I thought I was run­ning out of space before! I’ve been busy burn­ing back­up files to DVD so that I can clear off space on the hard dri­ve, just to give myself the swap space I need to work on these files. I’m cur­rent­ly at about 110 gigs of free space when Pho­to­shop is not run­ning, 40 gigs when I’ve got the yel­low chan­nel file open, and zero when I do a sim­ple Fill com­mand, which has yet to succeed.

The sad fact is that even if I had the twen­ty-two thou­sand dol­lars to buy the sys­tem I want, the one with eight proces­sors, 32GB of RAM and a cou­ple of 15,000 RPM hard dri­ves, this project would still take a long time. It would like­ly cut the wait time in half, but we’d still be talk­ing about ten min­utes instead of twen­ty to do an image rotation.

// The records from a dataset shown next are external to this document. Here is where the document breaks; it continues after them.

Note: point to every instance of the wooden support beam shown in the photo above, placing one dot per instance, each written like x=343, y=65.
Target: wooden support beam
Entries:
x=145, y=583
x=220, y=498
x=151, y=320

It’s pos­si­ble that the out­come of this chan­nel won’t be to my lik­ing, in which case I’ll go back to the coars­er screen. But if this looks bet­ter, I’m going to be in for some more long nights.

One upside of all this is that I’ve got most of my music back. I’d moved most of my music to an exter­nal hard dri­ve which crashed ear­ly in Jan­u­ary. Well, it turns out that I for­got to delete most of those files from the inter­nal hard dri­ve. This accounts for some of the lack of space I’ve been seeing.

I’ve already delet­ed sev­er­al appli­ca­tions I rarely use. I feel a lit­tle guilty for delet­ing GIMP, for exam­ple, but when was the last time I used GIMP? (On the oth­er hand, per­haps I should rein­stall it and see how it per­forms). Eclipse and NeoOf­fice may be the next to go. I hate to think that I’m purg­ing all the open source soft­ware from my sys­tem, but all these are still on my lap­top so I can keep on test­ing them. NeoOf­fice has shown itself not to per­form well on long doc­u­ments for me, and as much as I like some aspects of Eclipse, it’s been caus­ing me more prob­lems than it has solved late­ly. So maybe in both cas­es I’ll sim­ply rein­stall when­ev­er the next ver­sions come along.

So here’s one of the tough ques­tions: should I keep Quark XPress on my machine? I don’t know when the last time I used XPress was. InDe­sign opens up XPress files flaw­less­ly so far as I can tell and I haven’t seen XPress on any job post­ings in a while. It seems like the end of an era, but three-quar­ters of a giga­byte is three-quar­ters of a giga­byte and right now it seems like every bit counts.